Uninstallation on cloudscale.ch

Steps to remove an OpenShift 4 cluster from cloudscale.ch.

  • The commands are idempotent and can be retried if any of the steps fail.

  • In the future, this procedure will be mostly automated

Prerequisites

The following CLI utilities need to be available locally:

Cluster Decommission

  1. Export the following vars

    export GITLAB_TOKEN=<gitlab-api-token> # From https://git.vshn.net/-/user_settings/personal_access_tokens
    export GITLAB_USER=<gitlab-user-name>
  2. Grab cluster tokens and facts from Vault and Lieutenant

    Connect with Vault
    export VAULT_ADDR=https://vault-prod.syn.vshn.net
    vault login -method=oidc
  3. Configure API access

    export COMMODORE_API_URL=https://api.syn.vshn.net (1)
    
    # Set Project Syn cluster and tenant ID
    export CLUSTER_ID=<lieutenant-cluster-id> # Looks like: c-cluster-id-1234
    export TENANT_ID=$(curl -sH "Authorization: Bearer $(commodore fetch-token)" ${COMMODORE_API_URL}/clusters/${CLUSTER_ID} | jq -r .tenant)
    1 Replace with the API URL of the desired Lieutenant instance.
  4. Create a local directory to work in and compile the cluster catalog

    export WORK_DIR=/path/to/work/dir
    mkdir -p "${WORK_DIR}"
    pushd "${WORK_DIR}"
    
    commodore catalog compile "${CLUSTER_ID}"

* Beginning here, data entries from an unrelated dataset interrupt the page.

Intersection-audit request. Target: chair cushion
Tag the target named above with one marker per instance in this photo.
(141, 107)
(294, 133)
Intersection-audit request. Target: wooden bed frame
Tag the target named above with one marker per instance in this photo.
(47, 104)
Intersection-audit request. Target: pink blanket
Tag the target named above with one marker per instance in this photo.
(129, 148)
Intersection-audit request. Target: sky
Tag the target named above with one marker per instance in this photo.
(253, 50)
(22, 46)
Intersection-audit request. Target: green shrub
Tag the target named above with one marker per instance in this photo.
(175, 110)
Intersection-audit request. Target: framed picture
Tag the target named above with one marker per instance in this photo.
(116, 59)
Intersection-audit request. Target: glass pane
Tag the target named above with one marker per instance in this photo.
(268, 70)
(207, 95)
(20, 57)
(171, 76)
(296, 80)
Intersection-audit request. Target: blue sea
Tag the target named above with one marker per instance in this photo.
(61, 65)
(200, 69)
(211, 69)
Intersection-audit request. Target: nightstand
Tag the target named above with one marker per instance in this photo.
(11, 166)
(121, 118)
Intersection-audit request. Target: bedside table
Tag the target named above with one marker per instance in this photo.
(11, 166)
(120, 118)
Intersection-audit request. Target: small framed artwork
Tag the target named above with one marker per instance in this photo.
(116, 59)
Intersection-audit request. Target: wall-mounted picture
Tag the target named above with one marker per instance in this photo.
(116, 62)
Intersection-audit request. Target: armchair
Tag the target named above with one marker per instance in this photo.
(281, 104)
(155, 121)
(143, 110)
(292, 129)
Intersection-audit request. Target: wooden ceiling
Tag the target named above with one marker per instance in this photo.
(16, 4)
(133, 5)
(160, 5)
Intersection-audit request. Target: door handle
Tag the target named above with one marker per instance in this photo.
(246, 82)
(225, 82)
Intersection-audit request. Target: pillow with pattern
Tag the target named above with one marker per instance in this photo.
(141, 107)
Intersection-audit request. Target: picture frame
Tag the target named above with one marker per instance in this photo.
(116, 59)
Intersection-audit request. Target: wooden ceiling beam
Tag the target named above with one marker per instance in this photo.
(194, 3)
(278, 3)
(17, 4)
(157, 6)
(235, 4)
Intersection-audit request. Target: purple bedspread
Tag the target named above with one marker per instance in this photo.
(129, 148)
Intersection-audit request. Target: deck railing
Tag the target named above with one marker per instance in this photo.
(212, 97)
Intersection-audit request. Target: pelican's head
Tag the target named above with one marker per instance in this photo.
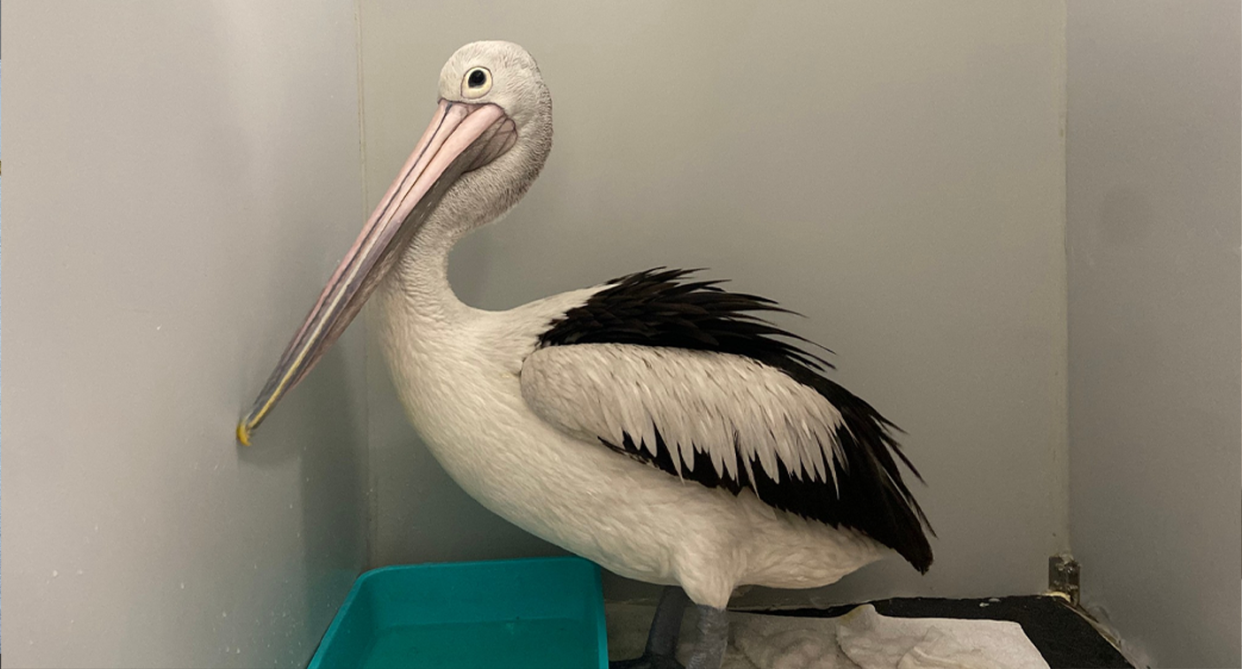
(487, 140)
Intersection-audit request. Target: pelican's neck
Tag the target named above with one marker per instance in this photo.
(417, 288)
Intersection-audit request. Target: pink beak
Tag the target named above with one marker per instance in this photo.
(460, 138)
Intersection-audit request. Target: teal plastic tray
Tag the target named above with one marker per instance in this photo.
(538, 613)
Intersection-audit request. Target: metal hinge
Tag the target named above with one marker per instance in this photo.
(1063, 572)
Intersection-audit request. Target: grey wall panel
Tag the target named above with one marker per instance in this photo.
(181, 178)
(1154, 230)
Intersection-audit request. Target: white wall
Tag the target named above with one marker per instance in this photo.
(892, 170)
(1154, 320)
(181, 178)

    We strongly recommend creating an empty directory, unless you already have a work directory for the cluster you’re about to work on. This guide will run Commodore in the directory created in this step.

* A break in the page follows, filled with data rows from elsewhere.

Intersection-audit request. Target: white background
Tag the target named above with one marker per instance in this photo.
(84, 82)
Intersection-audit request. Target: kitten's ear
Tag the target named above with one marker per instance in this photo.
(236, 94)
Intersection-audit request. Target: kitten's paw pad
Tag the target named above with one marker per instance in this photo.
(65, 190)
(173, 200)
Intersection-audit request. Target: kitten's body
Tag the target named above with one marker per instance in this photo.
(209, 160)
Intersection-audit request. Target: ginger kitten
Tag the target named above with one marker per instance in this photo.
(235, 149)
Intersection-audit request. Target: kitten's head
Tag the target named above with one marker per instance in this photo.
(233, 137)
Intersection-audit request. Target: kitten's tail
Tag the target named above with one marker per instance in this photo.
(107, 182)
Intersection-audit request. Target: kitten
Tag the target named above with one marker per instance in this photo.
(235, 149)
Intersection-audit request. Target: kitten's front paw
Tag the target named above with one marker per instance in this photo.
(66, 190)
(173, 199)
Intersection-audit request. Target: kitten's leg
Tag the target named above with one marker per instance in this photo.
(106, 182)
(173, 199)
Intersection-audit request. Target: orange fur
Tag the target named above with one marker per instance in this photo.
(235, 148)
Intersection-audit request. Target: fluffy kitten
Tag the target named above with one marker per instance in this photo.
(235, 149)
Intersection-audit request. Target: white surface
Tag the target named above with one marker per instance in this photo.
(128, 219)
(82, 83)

    export CLOUDSCALE_API_TOKEN=$(vault kv get -format=json clusters/kv/$TENANT_ID/$CLUSTER_ID/cloudscale | jq -r .data.data.token)
    export REGION=$(curl -sH "Authorization: Bearer $(commodore fetch-token)" ${COMMODORE_API_URL}/clusters/${CLUSTER_ID} | jq -r .facts.region)
    export BACKUP_REGION=$(curl -H "Authorization: Bearer ${CLOUDSCALE_API_TOKEN}" https://api.cloudscale.ch/v1/regions | jq -r '.[].slug' | grep -v $REGION)
    export HIERADATA_REPO_SECRET=$(vault kv get \
      -format=json "clusters/kv/lbaas/hieradata_repo_token" | jq -r '.data.data.token')
  5. Configure Terraform secrets

    cat <<EOF > ./terraform.env
    CLOUDSCALE_API_TOKEN
    HIERADATA_REPO_TOKEN
    EOF
  6. Setup Terraform

    Prepare Terraform execution environment
    # Set terraform image and tag to be used
    tf_image=$(\
      yq eval ".parameters.openshift4_terraform.images.terraform.image" \
      dependencies/openshift4-terraform/class/defaults.yml)
    tf_tag=$(\
      yq eval ".parameters.openshift4_terraform.images.terraform.tag" \
      dependencies/openshift4-terraform/class/defaults.yml)
    
    # Generate the terraform alias
    base_dir=$(pwd)
    alias terraform='touch .terraformrc; docker run -it --rm \
      -e REAL_UID=$(id -u) \
      -e TF_CLI_CONFIG_FILE=/tf/.terraformrc \
      --env-file ${base_dir}/terraform.env \
      -w /tf \
      -v $(pwd):/tf \
      --ulimit memlock=-1 \
      "${tf_image}:${tf_tag}" /tf/terraform.sh'
    
    export GITLAB_REPOSITORY_URL=$(curl -sH "Authorization: Bearer $(commodore fetch-token)" ${COMMODORE_API_URL}/clusters/${CLUSTER_ID} | jq -r '.gitRepo.url' | sed 's|ssh://||; s|/|:|')
    export GITLAB_REPOSITORY_NAME=${GITLAB_REPOSITORY_URL##*/}
    export GITLAB_CATALOG_PROJECT_ID=$(curl -sH "Authorization: Bearer ${GITLAB_TOKEN}" "https://git.vshn.net/api/v4/projects?simple=true&search=${GITLAB_REPOSITORY_NAME/.git}" | jq -r ".[] | select(.ssh_url_to_repo == \"${GITLAB_REPOSITORY_URL}\") | .id")
    export GITLAB_STATE_URL="https://git.vshn.net/api/v4/projects/${GITLAB_CATALOG_PROJECT_ID}/terraform/state/cluster"
    
    pushd catalog/manifests/openshift4-terraform/
    Initialize Terraform
    terraform init \
      "-backend-config=address=${GITLAB_STATE_URL}" \
      "-backend-config=lock_address=${GITLAB_STATE_URL}/lock" \
      "-backend-config=unlock_address=${GITLAB_STATE_URL}/lock" \
      "-backend-config=username=${GITLAB_USER}" \
      "-backend-config=password=${GITLAB_TOKEN}" \
      "-backend-config=lock_method=POST" \
      "-backend-config=unlock_method=DELETE" \
      "-backend-config=retry_wait_min=5"
  7. Grab location of LB backups and potential Icinga2 satellite host before decommissioning VMs.

    declare -a LB_FQDNS
    for id in 1 2; do
      LB_FQDNS[$id]=$(terraform state show "module.cluster.module.lb.cloudscale_server.lb[$(expr $id - 1)]" | grep fqdn | awk '{print $2}' | tr -d ' "\r\n')
    done
    for lb in ${LB_FQDNS[*]}; do
      ssh "${lb}" "sudo grep 'server =' /etc/burp/burp.conf && sudo grep 'ParentZone' /etc/icinga2/constants.conf" | tee "../../../$lb.info"
    done
  8. Set downtimes for both LBs in Icinga2.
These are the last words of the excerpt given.